Initially, school officials blamed the busing problems at the charter schools on “unexpected driver absences” and for two days released related data. But the school system abruptly stopped sharing that information with the public after Walsh made his comments on the last-minute hiring.

Transdev and the drivers union have been locked in prolonged contract negotiations, and the union has threatened to take its issues to the picket line if its members cannot get a fair contract.

Interim Superintendent Laura Perille refused an interview request Tuesday.

In a statement, the school system said: “The Boston Public Schools (BPS) Transportation Department, its vendor who employs the bus drivers, Transdev, and the bus drivers’ union (United Steelworkers Local 8751), continue to work together to improve on-time performance. Contract negotiations between the parties are ongoing.”

Transdev could not be reached for comment.

The school system, however, released on-time performance data for Monday and Tuesday, saying each day represented an improvement over the previous year. Some 80 percent of buses arrived at school on time Monday, and 71 percent did so on Tuesday, the first day of kindergarten.

On Monday afternoon, 82 percent of buses arrived at school on time for dismissal.

Some parents plan to present their frustrations over late buses and uncovered routes to the Boston School Committee Wednesday, at its first meeting in two months. The School Committee is scheduled to talk about the contract negotiations — behind closed doors.

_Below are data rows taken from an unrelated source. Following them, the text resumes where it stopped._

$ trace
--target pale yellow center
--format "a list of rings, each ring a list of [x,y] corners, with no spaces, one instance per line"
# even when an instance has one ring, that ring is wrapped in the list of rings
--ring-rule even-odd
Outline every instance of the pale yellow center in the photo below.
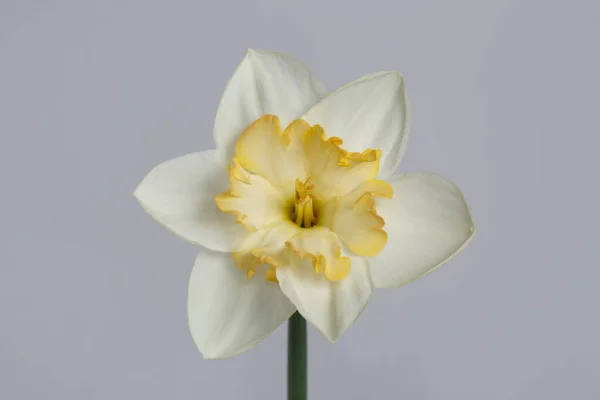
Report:
[[[215,198],[249,231],[233,258],[248,279],[262,271],[277,281],[276,268],[310,260],[333,281],[350,272],[342,245],[360,256],[378,254],[387,242],[374,197],[390,198],[377,180],[379,150],[342,149],[319,125],[296,120],[285,130],[264,115],[236,143],[229,166],[230,189]]]
[[[310,228],[317,223],[315,216],[315,195],[311,193],[315,185],[308,185],[308,178],[305,182],[296,179],[296,195],[294,196],[294,214],[292,220],[301,228]],[[313,199],[314,204],[313,204]]]

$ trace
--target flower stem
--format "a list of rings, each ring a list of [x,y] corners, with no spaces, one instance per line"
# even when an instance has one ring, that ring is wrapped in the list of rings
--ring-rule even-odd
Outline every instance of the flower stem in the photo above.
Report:
[[[306,320],[297,311],[288,321],[288,400],[306,400]]]

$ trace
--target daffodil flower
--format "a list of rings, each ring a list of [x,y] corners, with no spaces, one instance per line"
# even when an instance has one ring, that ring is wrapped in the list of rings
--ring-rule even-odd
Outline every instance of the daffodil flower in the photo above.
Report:
[[[373,288],[404,285],[469,243],[454,184],[394,175],[410,128],[404,86],[378,72],[327,93],[298,60],[250,50],[221,99],[216,150],[144,178],[142,207],[202,246],[188,318],[205,358],[249,349],[296,310],[334,342]]]

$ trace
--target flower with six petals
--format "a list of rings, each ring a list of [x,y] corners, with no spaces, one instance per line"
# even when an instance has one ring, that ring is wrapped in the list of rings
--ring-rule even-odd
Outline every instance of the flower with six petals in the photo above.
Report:
[[[409,129],[397,72],[328,94],[298,60],[248,52],[219,105],[217,149],[158,165],[135,191],[202,246],[188,318],[204,357],[247,350],[296,310],[333,342],[374,287],[404,285],[470,242],[454,184],[394,175]]]

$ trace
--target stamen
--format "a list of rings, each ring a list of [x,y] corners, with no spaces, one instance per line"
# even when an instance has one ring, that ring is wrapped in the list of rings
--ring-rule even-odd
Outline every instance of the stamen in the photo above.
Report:
[[[310,181],[310,177],[305,182],[296,179],[292,220],[302,228],[310,228],[317,223],[313,204],[314,195],[310,192],[315,185],[308,185],[308,181]]]

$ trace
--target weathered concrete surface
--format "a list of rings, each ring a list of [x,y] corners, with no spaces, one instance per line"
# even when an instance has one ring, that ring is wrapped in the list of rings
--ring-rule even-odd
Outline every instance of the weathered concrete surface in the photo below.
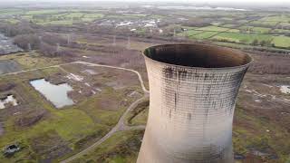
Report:
[[[144,52],[150,111],[138,163],[232,163],[232,122],[251,58],[230,49],[168,44]]]

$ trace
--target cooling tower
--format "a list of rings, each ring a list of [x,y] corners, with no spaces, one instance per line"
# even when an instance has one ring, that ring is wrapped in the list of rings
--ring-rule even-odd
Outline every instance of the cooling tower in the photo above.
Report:
[[[204,44],[144,51],[150,111],[138,163],[232,163],[236,98],[252,61]]]

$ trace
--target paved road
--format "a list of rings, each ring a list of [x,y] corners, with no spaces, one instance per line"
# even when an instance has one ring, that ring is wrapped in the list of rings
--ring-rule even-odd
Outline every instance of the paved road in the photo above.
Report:
[[[62,65],[76,64],[76,63],[84,64],[84,65],[87,65],[87,66],[106,67],[106,68],[111,68],[111,69],[118,69],[118,70],[124,70],[124,71],[132,72],[134,72],[134,73],[136,73],[138,75],[138,78],[139,78],[139,81],[140,82],[141,88],[142,88],[142,90],[144,91],[144,96],[142,98],[137,100],[133,103],[131,103],[127,108],[126,111],[121,115],[121,117],[120,118],[120,120],[119,120],[118,123],[116,124],[116,126],[113,127],[104,137],[102,137],[101,139],[99,139],[98,141],[96,141],[95,143],[93,143],[92,145],[88,147],[87,149],[82,150],[81,152],[72,156],[71,158],[68,158],[61,161],[61,163],[67,163],[67,162],[70,162],[70,161],[72,161],[72,160],[73,160],[73,159],[75,159],[77,158],[82,157],[85,153],[91,151],[92,149],[93,149],[94,148],[96,148],[97,146],[99,146],[100,144],[104,142],[106,139],[108,139],[110,137],[111,137],[117,131],[145,129],[145,126],[143,126],[143,125],[128,126],[128,125],[125,124],[126,116],[129,113],[129,111],[130,110],[136,108],[139,103],[142,102],[143,101],[145,101],[146,99],[149,98],[149,91],[145,88],[144,82],[142,80],[141,75],[140,74],[139,72],[134,71],[132,69],[127,69],[127,68],[116,67],[116,66],[110,66],[110,65],[103,65],[103,64],[96,64],[96,63],[92,63],[92,62],[88,62],[78,61],[78,62],[62,63],[62,64],[57,64],[57,65],[53,65],[53,66],[43,67],[43,68],[31,69],[31,70],[26,70],[26,71],[20,71],[20,72],[15,72],[1,74],[0,77],[4,77],[4,76],[7,76],[7,75],[14,75],[14,74],[19,74],[19,73],[27,72],[34,72],[34,71],[38,71],[38,70],[49,69],[49,68],[53,68],[53,67],[61,68]]]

Andrew Berg, whose son attends third grade at the Mather Elementary School in Dorchester, said he is not surprised by the last-minute hiring. His son did not arrive home until 90 minutes after his scheduled drop-off after the first day of school. And as Berg followed the bus on a “Where’s My School Bus” app, it appeared the driver was lost as the bus criss-crossed Dorchester. Berg didn’t know if the driver was new.

“He definitely didn’t know where he was going,” Berg said. “He looked confused.”

He added, “Nobody is being sufficiently transparent.”